Wenn man Söder zu den drei Anwärtern Merz, Laschet und Röttgen hinzuzählt, würde ich klar Markus Söder als Kanzlerkandidaten vorziehen. Wenn es in der Union in ihrer Gesamtheit eine Debatte darüber geben wird, wer nach Angela Merkel Bundeskanzler werden soll, ist Söder ganz klar prädestiniert. 

Markus Söder hat einen starken Image-Wandel durchlaufen. Es gibt neuerdings sogar Doppelinterviews mit Robert Habeck von den Grünen. Wird da bereits Schwarz-Grün vorbereitet?

Die Typologie hat sich nicht geändert: Durchsetzungsfähigkeit, Dinge auf den Punkt zu bringen, Leistungsbereitschaft, Problemlösung. Und Grenzüberschreitungen sind da kein Manko. Einer meiner sehr guten Freunde heißt Oskar Lafontaine – und trotzdem gelte ich nicht als Linker. Diese Rechts-links-Feindschaften haben etwas Unwürdiges. In Wahrheit kann die jeweils andere Seite den Blick über die politische Grenze auch als Ergänzung und Erweiterung sehen. Und zu den Grünen: Die Grünen von heute sind ja die Systempartei Nr. 1, wie früher die Junge Union. Ordentliches Daherkommen, staatstragende Gesinnung, befreit von den Stacheln der Vergangenheit: Warum sollte ein Unions-Politiker da nicht mit einem Grünen reden?
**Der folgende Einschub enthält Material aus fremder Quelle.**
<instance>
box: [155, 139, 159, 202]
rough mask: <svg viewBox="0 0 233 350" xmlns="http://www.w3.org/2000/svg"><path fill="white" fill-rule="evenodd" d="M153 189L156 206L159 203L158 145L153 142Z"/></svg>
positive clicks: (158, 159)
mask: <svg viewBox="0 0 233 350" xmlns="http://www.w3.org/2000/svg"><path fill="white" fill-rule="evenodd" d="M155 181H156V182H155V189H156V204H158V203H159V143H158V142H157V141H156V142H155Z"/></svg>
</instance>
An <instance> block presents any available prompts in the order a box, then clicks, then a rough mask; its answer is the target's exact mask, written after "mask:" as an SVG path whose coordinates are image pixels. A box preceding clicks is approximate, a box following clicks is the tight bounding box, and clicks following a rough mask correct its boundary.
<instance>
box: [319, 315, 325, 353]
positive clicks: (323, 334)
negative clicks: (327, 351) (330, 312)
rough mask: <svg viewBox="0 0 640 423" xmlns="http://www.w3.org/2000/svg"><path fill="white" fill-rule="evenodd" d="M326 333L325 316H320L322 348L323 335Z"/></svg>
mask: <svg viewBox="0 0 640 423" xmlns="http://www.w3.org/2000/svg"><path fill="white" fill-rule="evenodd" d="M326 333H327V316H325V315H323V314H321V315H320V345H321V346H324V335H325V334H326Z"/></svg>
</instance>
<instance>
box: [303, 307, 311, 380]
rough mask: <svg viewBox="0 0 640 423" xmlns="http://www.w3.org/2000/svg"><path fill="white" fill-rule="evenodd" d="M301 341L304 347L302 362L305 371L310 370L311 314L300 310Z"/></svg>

Sie haben gerade das Stichwort Problemlösung genannt. Derzeit schiebt man sich in der Bundesregierung wegen der mangelnden Impfstoffe gegenseitig die Schuld zu – Spahn gegen Merkel und die SPD gegen beide. Wie sehr schadet dies der gesellschaftlichen Akzeptanz im jetzt nochmals verschärften Lockdown?

Warum sollte diese Diskussion, deren Anlass der Bevölkerung doch so auf den Nägeln brennt, nicht auch in Berlin stattfinden – dem Ort, an dem die politischen Auseinandersetzungen verbalisiert und zentralisiert werden?

Richtig. Aber die Bevölkerung erwartet von der Regierung eine gewisse Geschlossenheit, wenn es darum geht, einen Lockdown zu organisieren, und nicht, dass man sich auf offener Bühne darüber streitet, wer Schuld daran hat, dass nicht genügend Impfstoffe besorgt wurden.

Politische Auseinandersetzungen haben – das ist unvermeidlich – auch immer etwas zu tun mit der Suche nach dem wunden Punkt. Und die Presse kritisiert, wenn die Politiker den wunden Punkt übertünchen wollen. Also muss man die Dinge beim Namen nennen. Andererseits ist jeder Angriff doch auch eine glänzende Gelegenheit zur Gegenwehr. Als Bürger will ich wissen, was getan wird, und zwar mit allen Kräften, damit wir mit den anderen Ländern gleichziehen. Politiker, die etwas taugen, müssen dies nachvollziehbar beantworten können und sollen sich durch Leistung wieder entlasten. Auch die Antwort „Wir wussten es zunächst nicht besser“ geht in Ordnung. Viel interessanter als eine Verteilungsdebatte wird in jedem Fall sein, was nachprüfbar unternommen wird, um das Impfverfahren dramatisch zu beschleunigen.

Meine letzte Frage: Halten Sie es für möglich, dass Angela Merkel doch noch für eine weitere Legislaturperiode Kanzlerin bleibt?

Ich hatte vor Jahren einmal Angela Merkel mit der Kaiserin Maria Theresia verglichen. 2017, zu deren 300. Geburtstag, erschien eine sehr gute Biographie von Barbara Stollberg, die ich nur empfehlen kann. Da findet man viele Parallelen zu unserer Kanzlerin. Unda fert, nec regitur: Die Welle bestimmt nicht die Richtung, aber sie trägt. Auch die Habsburgerin konnte das: Politik als eine Art lebenslange Surf-Kunst zu realisieren. Maria Theresia sprach so viele Jahre vom Abdanken und vom Wunsch, endlich frei zu sein. Sie setzte Mitregentschaften ein und unterminierte sie wieder. Abgegeben hat sie die Macht aber nie.

Das Gespräch führte Alexander Marguier.